Although Jensen also alleged violations of state constitutional provisions in his complaint, he has not argued that a direct cause of action exists against the defendants under the state constitution. See Livingood v. Meece, 477 N.W.2d 183 (N.D. 1991); Kristensen v. Strinden, 343 N.W.2d 67 (N.D. 1983). We therefore agree with the characterization of his action as under 1983 and we treat it as such.
2 N.D.C.C. 12-48-15 provided:
"Disposition of moneys earned - Warden to keep account of money earned by inmates - Investment in interest-bearing accounts.
"1. The warden of the penitentiary shall keep an account for each inmate. Fifty percent of the earnings of inmates shall be deposited to the credit of their account until they have accumulated in that account a sum of money as provided by penitentiary rules and regulations from their earnings at the penitentiary, and the other fifty percent of the earnings must be paid to the inmates on a regular basis. All moneys in the inmate's account shall be paid to the inmate in full when discharged.

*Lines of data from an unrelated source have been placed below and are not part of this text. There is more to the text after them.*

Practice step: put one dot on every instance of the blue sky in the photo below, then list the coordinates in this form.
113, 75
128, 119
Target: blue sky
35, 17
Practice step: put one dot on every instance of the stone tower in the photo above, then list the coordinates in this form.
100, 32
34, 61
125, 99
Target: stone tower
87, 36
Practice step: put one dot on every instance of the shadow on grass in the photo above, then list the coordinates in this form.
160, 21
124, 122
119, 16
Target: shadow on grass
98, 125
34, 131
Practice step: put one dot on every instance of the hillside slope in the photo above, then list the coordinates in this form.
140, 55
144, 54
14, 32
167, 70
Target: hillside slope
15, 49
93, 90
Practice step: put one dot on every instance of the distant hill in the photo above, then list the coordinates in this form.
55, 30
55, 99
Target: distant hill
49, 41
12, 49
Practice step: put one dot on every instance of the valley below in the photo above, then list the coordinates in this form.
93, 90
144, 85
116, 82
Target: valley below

"2. Inmates may, in writing, authorize the warden or designee to deposit any of their accumulated earnings from the prison industries, hobby, work release, or any other prison program in an interest-earning account in the Bank of North Dakota for the benefit of the inmate. The account shall be a two signature account requiring the inmate's signature and that of an authorized designated officer or employee of the state penitentiary for withdrawal.

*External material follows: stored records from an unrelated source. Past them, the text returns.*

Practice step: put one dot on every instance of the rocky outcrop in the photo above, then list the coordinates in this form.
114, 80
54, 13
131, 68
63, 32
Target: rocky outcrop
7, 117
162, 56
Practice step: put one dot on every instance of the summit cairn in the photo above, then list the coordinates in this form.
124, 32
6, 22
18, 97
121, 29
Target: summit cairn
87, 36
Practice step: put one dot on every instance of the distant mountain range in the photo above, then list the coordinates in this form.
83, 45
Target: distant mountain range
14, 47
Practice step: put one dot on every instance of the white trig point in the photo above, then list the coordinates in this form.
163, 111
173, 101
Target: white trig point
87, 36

"3. Other inmate income or funds from sources outside of the penitentiary may be directly deposited or invested by the inmate in any bank or other organization, unless sentencing stipulations, court orders, the inmate's competency, or other interests of the inmate require that the warden deposit such income or funds or a portion thereof in the above-noted Bank of North Dakota account for the inmate's benefit and protection. Before making such a deposit of funds or income from sources outside of the penitentiary for the inmate's benefit and protection, the warden must receive the approval of the director of the division of adult services and provide a written letter of explanation to the inmate. Funds directly invested or deposited by inmates into their independent accounts, even when assisted in doing so by an officer or employee of the penitentiary, shall in no way make the penitentiary or its officers or employees responsible or accountable for such inmate's investments and deposits.

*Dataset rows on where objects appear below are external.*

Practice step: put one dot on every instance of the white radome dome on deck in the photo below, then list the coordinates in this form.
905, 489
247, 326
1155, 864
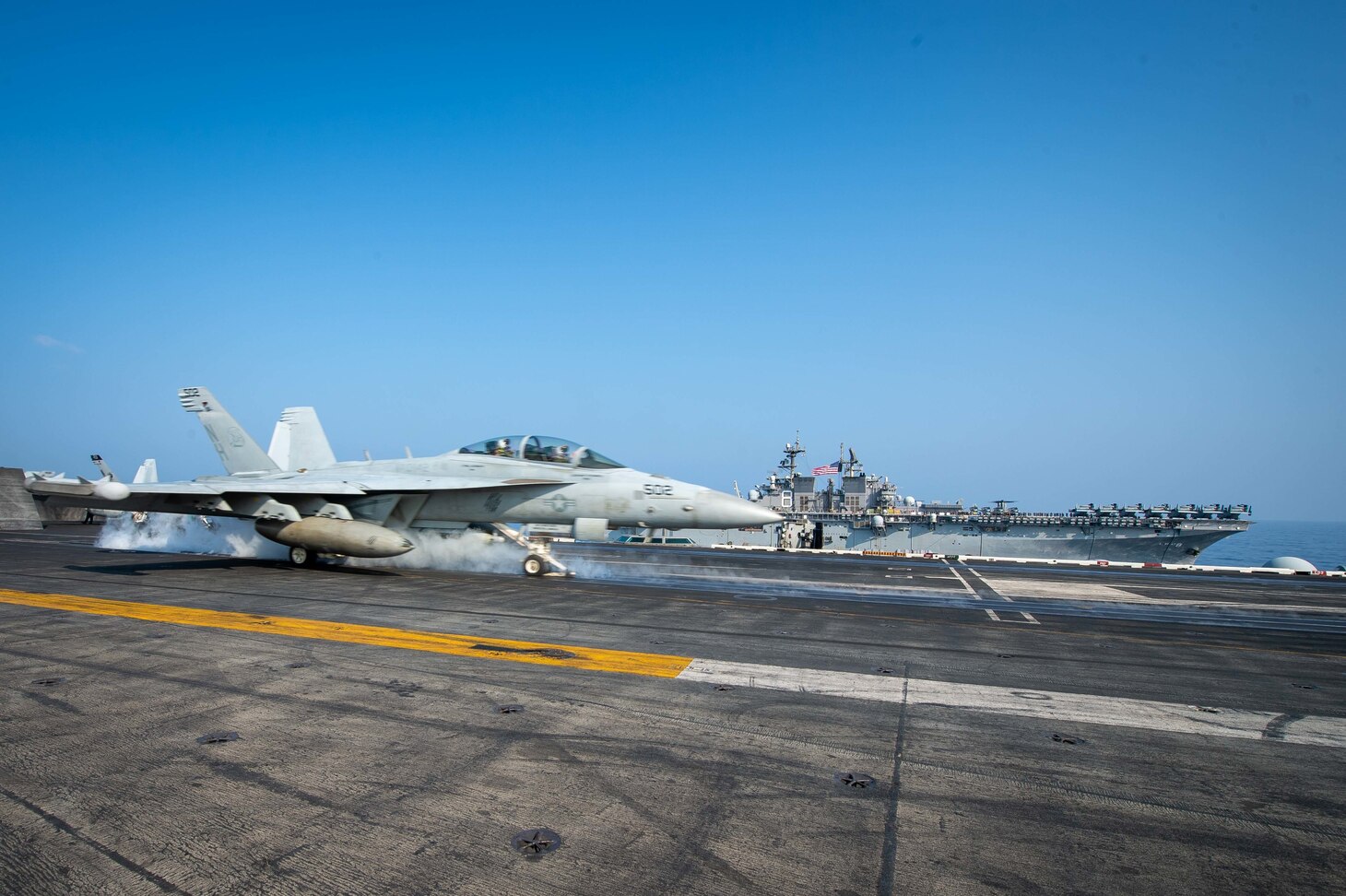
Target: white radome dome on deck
1298, 564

"4. The warden, through the staff, is responsible for guiding inmates in making proper use of their funds to pay their obligations, including the payment of court costs, court appointed counsel fees, and court ordered restitution, and to provide for their dependent relatives, or to provide for their own medical, surgical, or dental treatment or services not generally provided by the state. The sum of money as provided by penitentiary rules and regulations from each inmate's earnings required to be deposited and accumulated by this section shall not be available to the inmate until discharge. The remainder of the inmate's earnings, including interest earned, shall be available to the inmate under the supervision and control of the warden or designee."
3 Section 12-48-15(4) was amended in 1993 to allow funds from an inmate's temporary aid account to be withdrawn prior to discharge "if authorized by the warden." 1993 N.D. Sess. Laws, ch. 115, 1. That amendment was not retroactive. Ennis v. Dasovick.
4 With some limitations not relevant here, N.D.C.C. 12-48-15(3) allows inmates to directly deposit income or funds from sources outside the penitentiary in an outside account.